Who has got experiance with the lock jack? Pros and cons especially in regard to working with a pully to pushup your prussic instead. For i am looking to find a singelhanded way to get the slack behind me.
thanx
maarten


----------



## Bermie (May 25, 2006)

I've tried a lockjack, not for long as I prefer the blakes hitch. I just like the 'feel' of a friction hitch, and the fact I tied it. Maybe I didn't try it long enough, but I wasn't too keen on it.
I use a micro pulley sometimes to one hand my line, if the bark on the tree is rough or sticky it can be a bit difficult to pull the rope one handed, it will work fine with the reduced friction of a cambium saver's rings. You've got to be careful coming down with a lockjack, you can slack it off too quickly and come zinging down! 
Check out how expensive they are, for what I can get a split tail, micro pulley and a bit of string, I'd only have a down payment on a lock jack, do you do enough tree work to warrant the expense? 
Another alternative is a distel hitch/karabiner/pulley combination as your self tending friction hitch.


----------



## mdaalmeijer (May 25, 2006)

Bermie,

Thanks you for your reply.
Yes those things are too expensive no matter how much tree work you do!

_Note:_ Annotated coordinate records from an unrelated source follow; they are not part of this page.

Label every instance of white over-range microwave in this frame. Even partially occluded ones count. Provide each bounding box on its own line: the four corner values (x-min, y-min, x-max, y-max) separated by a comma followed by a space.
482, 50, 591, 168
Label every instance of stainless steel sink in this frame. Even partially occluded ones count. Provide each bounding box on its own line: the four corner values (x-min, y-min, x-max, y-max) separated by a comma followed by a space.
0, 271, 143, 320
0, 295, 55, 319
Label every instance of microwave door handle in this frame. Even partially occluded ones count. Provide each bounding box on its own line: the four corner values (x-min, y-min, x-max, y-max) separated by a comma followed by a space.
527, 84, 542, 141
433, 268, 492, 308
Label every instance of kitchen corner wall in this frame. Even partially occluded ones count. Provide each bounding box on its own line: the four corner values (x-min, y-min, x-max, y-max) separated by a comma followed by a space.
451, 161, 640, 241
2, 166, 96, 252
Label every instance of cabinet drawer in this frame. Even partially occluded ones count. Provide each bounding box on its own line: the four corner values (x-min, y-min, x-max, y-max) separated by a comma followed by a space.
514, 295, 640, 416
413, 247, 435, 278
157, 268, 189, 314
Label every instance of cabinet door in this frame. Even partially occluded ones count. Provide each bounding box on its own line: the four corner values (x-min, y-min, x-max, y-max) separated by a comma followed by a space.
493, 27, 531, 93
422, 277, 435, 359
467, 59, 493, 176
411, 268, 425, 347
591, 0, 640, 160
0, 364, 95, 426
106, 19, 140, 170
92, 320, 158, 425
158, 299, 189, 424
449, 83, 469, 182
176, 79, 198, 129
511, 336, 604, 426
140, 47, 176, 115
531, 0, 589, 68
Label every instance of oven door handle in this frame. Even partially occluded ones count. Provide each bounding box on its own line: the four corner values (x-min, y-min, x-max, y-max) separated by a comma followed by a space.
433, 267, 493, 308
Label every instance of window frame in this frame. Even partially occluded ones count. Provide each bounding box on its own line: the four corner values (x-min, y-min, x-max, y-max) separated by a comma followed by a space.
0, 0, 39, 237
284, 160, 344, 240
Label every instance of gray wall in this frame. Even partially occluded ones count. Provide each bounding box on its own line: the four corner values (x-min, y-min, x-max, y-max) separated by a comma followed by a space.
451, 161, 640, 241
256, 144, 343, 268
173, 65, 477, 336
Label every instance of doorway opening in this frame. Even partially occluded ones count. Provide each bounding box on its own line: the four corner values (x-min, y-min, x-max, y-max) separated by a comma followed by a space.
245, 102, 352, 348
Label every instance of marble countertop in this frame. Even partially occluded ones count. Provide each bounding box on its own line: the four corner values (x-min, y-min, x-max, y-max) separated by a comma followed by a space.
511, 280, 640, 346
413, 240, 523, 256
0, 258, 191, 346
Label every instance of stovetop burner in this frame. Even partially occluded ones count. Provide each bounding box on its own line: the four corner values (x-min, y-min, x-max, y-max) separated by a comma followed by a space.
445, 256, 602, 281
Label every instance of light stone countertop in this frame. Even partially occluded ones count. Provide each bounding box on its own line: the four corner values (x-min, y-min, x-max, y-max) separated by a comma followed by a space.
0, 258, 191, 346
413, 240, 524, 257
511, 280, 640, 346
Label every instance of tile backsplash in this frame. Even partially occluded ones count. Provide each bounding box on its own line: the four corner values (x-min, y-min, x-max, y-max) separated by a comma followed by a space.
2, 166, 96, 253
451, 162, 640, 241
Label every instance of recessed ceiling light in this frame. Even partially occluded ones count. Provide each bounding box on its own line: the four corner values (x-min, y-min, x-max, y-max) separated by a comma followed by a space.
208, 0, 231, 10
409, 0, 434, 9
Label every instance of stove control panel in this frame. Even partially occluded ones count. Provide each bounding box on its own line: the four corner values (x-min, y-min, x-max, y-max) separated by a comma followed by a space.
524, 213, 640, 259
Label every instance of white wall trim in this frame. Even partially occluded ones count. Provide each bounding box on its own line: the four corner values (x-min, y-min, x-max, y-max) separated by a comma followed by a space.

However, sigelhanded slacking out could lead me to much more fluent climbing. Can you describe me in some more detail what you experiences are?
For example:
-How was the (very) fine tuning, just those small cm's to get to the perfect distance with quite some tension on the line?

-Could you make a jump to a higher branch and getting rid of the slack just by a thug on the line?

-Was it use able to ascend on your line by foot-lock?

-Can you detach the thing form your line or is that a pain in the ...?

And yes a agree fully with you it is good to have the feel of a hitch and working that way is simpel, smooth and light. and that is what i like..

suggestions??
maarten


----------



## Bermie (May 27, 2006)

Ok, here goes with some answers, I hope they help!

Very fine tuning:
As long as the pulley is positioned snugly up under your friction hitch, you can tug it and wiggle your hips to get those small adjustments. The friction of your rope around your tie in point can hinder fine adjustments if the rope is not sliding easily. I have been up trees with rough bark and trying to one hand the slack, because the friction around the tie in point is quite a lot, I could not pull the slack one handed (mind you I don't weigh much)

Jumping to higher branch:
Again, as long as the friction is not too much, yes you can pull in the slack one handed.

Foot Lock:
Yes you can foot lock with the pulley, you may not get as much distance on each pull as you are not actually pushing your friction hitch up as far as it can go. Be prepared for a bit of slack as you reposition your feet.

Detaching:
I use a bit of small line, a tiny accessory clip and a CMI pulley, It can be a bit twiddly to detach, bit maybe that's just due to my system! when decending I find I have to let the pulley down a bit to allow me to slack off the friction hitch to come down. It's a bit trial and error, and I'm still experimenting some.


----------



## mdaalmeijer (May 28, 2006)

Thanks man


----------



## maxburton (Jun 4, 2006)

I love my lockjack. It's great for making quick climbs and working in excurrent trees. For decurrent trees, not so great. If you want slack in your line, you can't have it. But I think it's boss.


----------



## boo (Jun 4, 2006)

you can attach a micro pulley to your climbing line with a carabiner from your D-ring for a faster connect/disconnect.


----------